You’ve coached tons of kids with a variety of different goals and talent levels… does it mean as much to you when you have a guy with less talent than some qualify than when a kid wins state? What are some of the wrestling coaching memories that are most cherished by you?

⁃ Helping a kid improve and reach their full potential is just as satisfying as helping an elite athlete reach the next level.  One of my most cherished memories comes from a wrestler who wasn’t very talented, but somehow made the state finals, finishing second.  From where he started, to where he finished was amazing and nobody saw that coming.


What is more of a challenge?
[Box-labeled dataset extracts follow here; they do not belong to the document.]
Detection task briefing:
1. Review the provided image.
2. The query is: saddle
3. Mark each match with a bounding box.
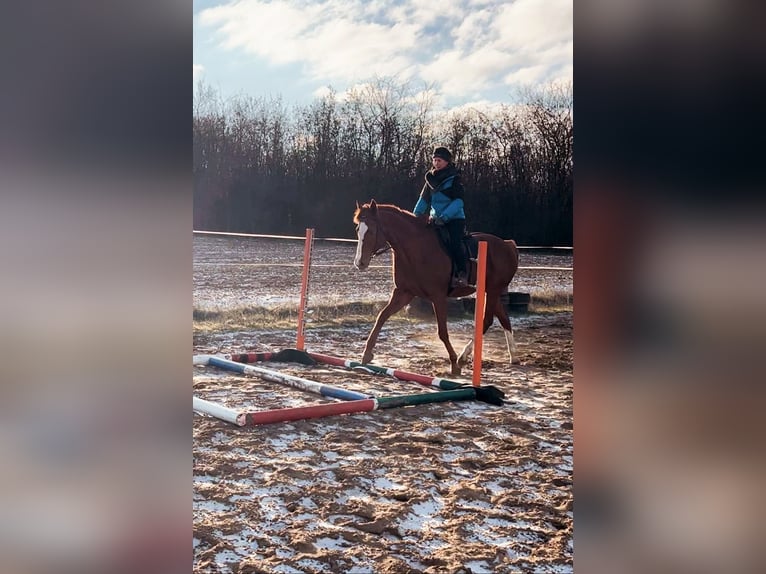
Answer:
[435,227,479,285]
Wrestling in competition yourself or coaching?

I would say coaching is more of a challenge because if you’re competing you only have to worry about getting yourself ready – your weight, nutrition, workouts, etc.  As a coach, you are trying to help manage all of these things for several individuals.


Any advice for upcoming wrestlers?

 – In the beginning, don’t necessarily worry about winning or losing – just give 100% effort, have a great attitude and try to improve everyday.


Any chance we see you wrestle again at an Old Timer’s tournament?

⁃ never say never


Would you like to give a shout out to anyone you wrestled with, against, coached, etc.?

⁃ I’d like to give a shout out to all of our club seniors who are headed to college — keep doing things right and believe in yourself!


Do you have anything to add? Funny/interesting stories? Trivia? Etc.

⁃ I have some good Joe Slaton stories but for his sake I’ll keep my mouth shut.